The district is seeking a school bus driver, a position that pays $20 to $21.50 per hour, and a full-time groundskeeper.
“While that seems not a ‘major staff shortage,’ in a way, it is,” SOCSD Director of Operations Jennifer Chilton said. “In any district, bus drivers are essential; they are the first school employees a child sees each morning and the last to see them back home each afternoon. These can be hard-to-fill positions with the challenges of the licensing requirements.”
SOCSD is now offering American sign language classes after seeing a high demand from students, and Hawley said that the middle school will be implementing a new reading program.
During Isom’s address to parents at the Back to School Night, she said that the school is improving instructional strategies, professional learning communities and curriculum alignment.

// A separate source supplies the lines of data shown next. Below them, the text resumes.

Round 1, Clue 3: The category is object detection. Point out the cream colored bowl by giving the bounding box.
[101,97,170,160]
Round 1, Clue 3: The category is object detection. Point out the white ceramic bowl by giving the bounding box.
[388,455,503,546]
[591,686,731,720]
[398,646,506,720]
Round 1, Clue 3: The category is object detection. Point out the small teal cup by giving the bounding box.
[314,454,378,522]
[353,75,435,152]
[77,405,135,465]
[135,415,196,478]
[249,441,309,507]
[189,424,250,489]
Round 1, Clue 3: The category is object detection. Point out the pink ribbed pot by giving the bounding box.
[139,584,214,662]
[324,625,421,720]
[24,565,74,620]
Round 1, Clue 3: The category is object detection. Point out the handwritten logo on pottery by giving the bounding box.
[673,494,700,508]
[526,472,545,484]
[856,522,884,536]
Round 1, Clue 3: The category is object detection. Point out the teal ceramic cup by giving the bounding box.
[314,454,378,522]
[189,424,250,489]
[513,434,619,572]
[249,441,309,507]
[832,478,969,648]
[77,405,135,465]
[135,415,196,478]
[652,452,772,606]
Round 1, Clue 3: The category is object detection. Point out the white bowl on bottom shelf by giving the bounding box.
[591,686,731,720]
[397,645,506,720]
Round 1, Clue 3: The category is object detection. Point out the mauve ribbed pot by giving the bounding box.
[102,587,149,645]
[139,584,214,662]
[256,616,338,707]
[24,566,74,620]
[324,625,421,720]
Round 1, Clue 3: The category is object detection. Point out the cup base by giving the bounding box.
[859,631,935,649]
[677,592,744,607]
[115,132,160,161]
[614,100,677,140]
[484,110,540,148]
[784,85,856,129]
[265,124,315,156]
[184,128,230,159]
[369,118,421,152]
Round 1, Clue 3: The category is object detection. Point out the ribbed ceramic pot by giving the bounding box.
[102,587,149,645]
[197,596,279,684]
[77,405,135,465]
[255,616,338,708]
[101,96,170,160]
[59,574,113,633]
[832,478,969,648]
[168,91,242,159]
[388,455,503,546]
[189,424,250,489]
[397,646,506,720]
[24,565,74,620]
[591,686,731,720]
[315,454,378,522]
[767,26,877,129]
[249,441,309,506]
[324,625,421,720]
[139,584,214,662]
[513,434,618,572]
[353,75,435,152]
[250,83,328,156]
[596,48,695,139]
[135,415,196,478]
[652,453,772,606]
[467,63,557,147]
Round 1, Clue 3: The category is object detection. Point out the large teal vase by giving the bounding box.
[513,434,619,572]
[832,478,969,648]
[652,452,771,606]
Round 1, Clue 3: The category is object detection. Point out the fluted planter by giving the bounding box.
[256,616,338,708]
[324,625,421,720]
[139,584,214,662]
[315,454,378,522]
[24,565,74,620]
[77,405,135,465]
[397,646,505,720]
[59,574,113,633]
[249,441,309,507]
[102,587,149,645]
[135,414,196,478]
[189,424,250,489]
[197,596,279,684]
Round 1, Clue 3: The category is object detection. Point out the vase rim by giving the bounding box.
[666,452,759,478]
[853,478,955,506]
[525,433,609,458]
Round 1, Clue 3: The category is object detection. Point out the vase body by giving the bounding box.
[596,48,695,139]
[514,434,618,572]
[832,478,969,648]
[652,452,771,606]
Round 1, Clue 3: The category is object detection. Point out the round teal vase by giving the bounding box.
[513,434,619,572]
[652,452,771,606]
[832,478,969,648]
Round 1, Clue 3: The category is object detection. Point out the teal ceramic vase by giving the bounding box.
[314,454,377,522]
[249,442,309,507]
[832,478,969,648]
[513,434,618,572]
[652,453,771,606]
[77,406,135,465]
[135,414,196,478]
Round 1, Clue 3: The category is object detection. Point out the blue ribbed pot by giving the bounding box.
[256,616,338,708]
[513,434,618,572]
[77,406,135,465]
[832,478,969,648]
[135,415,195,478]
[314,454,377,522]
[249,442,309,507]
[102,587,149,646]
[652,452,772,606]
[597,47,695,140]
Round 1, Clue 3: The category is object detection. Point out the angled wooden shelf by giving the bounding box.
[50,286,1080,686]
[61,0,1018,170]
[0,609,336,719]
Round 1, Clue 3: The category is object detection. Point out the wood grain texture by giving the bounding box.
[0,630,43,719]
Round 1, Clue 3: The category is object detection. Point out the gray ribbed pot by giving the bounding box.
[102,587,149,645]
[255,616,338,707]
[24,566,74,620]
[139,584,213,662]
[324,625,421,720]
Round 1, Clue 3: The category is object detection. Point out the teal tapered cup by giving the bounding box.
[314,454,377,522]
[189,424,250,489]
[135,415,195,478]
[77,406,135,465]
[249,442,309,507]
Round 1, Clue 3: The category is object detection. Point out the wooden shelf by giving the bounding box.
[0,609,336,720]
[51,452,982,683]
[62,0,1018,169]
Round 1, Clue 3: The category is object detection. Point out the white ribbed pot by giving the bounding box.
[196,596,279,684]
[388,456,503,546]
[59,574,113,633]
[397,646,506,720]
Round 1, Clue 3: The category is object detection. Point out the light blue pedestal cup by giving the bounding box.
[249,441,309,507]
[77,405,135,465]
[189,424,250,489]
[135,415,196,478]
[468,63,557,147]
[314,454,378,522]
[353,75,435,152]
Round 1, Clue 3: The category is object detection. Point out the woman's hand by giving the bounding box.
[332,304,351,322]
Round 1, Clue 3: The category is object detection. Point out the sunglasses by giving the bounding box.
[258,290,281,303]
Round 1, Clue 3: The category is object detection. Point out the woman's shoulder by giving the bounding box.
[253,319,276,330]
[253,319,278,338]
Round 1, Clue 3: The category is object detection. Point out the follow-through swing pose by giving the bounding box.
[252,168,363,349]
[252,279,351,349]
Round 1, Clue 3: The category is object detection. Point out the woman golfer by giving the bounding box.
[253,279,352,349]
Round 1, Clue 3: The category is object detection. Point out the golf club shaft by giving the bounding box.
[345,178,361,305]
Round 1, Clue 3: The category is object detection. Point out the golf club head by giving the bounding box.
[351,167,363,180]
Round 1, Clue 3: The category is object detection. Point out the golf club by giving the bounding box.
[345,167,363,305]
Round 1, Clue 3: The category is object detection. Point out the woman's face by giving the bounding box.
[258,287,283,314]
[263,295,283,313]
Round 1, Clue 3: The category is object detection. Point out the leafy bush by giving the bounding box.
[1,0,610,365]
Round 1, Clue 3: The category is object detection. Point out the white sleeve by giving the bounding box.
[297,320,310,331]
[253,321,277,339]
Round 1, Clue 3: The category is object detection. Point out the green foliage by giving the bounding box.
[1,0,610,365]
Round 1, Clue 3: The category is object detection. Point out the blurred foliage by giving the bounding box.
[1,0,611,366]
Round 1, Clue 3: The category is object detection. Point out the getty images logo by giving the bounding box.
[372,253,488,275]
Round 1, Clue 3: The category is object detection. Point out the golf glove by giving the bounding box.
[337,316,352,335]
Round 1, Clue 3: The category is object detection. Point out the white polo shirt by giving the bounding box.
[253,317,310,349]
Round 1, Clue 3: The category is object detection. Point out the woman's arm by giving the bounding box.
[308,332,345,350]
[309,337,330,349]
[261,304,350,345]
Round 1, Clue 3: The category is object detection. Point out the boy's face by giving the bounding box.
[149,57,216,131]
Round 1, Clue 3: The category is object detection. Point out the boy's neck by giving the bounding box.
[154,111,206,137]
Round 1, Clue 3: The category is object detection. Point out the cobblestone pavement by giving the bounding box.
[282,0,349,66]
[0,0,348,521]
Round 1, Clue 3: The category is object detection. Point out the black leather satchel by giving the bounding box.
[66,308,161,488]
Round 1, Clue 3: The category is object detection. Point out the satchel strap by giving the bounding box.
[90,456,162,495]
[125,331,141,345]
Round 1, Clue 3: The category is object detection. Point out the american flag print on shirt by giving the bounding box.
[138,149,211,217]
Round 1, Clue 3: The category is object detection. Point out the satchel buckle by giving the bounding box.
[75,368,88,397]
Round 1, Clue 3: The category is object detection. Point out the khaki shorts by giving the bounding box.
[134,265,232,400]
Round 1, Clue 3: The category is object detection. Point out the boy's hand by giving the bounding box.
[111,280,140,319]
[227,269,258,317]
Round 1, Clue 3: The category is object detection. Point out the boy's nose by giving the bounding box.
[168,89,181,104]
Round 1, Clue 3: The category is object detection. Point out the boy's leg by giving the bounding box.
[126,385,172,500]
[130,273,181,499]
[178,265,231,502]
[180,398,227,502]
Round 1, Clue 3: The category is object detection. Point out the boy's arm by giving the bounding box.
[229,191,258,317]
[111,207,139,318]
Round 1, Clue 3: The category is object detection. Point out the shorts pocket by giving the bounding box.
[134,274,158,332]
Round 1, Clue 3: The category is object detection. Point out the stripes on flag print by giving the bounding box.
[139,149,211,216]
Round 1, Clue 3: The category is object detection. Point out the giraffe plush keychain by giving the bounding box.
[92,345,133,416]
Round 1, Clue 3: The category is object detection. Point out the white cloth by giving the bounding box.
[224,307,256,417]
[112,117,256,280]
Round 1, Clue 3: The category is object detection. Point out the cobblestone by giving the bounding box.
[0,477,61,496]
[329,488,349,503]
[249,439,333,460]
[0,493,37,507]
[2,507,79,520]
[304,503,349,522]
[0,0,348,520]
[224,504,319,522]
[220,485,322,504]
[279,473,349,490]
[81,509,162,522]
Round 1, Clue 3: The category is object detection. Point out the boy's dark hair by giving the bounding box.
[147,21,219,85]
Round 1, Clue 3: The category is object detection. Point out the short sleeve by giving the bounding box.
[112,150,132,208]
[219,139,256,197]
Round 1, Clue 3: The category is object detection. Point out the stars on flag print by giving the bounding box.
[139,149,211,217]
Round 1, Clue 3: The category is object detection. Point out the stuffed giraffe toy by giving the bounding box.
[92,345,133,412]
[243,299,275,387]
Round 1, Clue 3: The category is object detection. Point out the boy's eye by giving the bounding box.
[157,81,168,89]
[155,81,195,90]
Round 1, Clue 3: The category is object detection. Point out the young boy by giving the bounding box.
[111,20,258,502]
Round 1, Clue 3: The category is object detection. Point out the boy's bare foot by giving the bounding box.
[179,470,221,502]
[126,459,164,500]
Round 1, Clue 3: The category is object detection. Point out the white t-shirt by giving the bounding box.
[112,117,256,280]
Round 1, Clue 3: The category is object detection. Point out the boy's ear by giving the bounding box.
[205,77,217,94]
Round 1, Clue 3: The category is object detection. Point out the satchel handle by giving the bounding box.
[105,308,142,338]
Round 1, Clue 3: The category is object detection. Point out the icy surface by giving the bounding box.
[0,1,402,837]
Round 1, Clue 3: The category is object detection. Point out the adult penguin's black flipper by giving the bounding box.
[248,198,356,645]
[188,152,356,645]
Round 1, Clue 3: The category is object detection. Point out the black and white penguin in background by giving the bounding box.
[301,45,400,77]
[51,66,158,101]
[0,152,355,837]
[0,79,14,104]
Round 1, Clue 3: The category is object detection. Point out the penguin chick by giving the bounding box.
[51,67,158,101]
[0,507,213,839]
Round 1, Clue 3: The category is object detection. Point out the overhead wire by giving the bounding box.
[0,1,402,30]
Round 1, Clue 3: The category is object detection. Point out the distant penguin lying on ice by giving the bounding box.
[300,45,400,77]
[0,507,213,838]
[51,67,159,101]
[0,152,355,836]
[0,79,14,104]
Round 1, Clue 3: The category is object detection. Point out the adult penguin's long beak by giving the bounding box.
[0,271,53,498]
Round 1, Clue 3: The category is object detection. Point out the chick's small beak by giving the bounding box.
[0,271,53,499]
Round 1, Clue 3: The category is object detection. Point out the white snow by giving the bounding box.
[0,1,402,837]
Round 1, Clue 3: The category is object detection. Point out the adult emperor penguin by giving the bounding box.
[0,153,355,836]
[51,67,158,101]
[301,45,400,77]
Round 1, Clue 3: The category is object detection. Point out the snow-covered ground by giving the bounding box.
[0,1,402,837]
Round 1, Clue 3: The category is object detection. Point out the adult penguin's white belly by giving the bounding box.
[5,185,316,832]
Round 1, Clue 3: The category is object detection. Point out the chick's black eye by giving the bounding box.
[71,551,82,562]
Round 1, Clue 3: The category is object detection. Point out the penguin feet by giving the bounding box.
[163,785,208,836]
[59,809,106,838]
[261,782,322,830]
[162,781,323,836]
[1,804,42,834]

“We are implementing Universal Design for Learning which is an instructional framework that enables teachers to provide differentiated lessons to accommodate individual learning needs, including the needs of English language learners and students with special needs,” Isom later elaborated. “Teachers and administrators will receive ongoing training on implementing best practices.”
“Curriculum alignment is the alignment of lessons, materials, activities, and assessments to state standards,” Isom added. “Our teachers post the daily objectives and activities, along with the state standard being addressed, within their classroom and on Google Classroom, a platform that can be viewed by parents.”
The Booster Club was also able to provide free physicals for students to join school sports this year through a partnership with Dr. Jason Wesley of Helios Health in Sedona.
“Over 45 showed up for [physicals],” SRRHS Athletic Director Pedro Ortega said. “It was very helpful, and then we hope we can attract more kids to play sports. [Overall] it’s going to be an exciting season for fall sports.”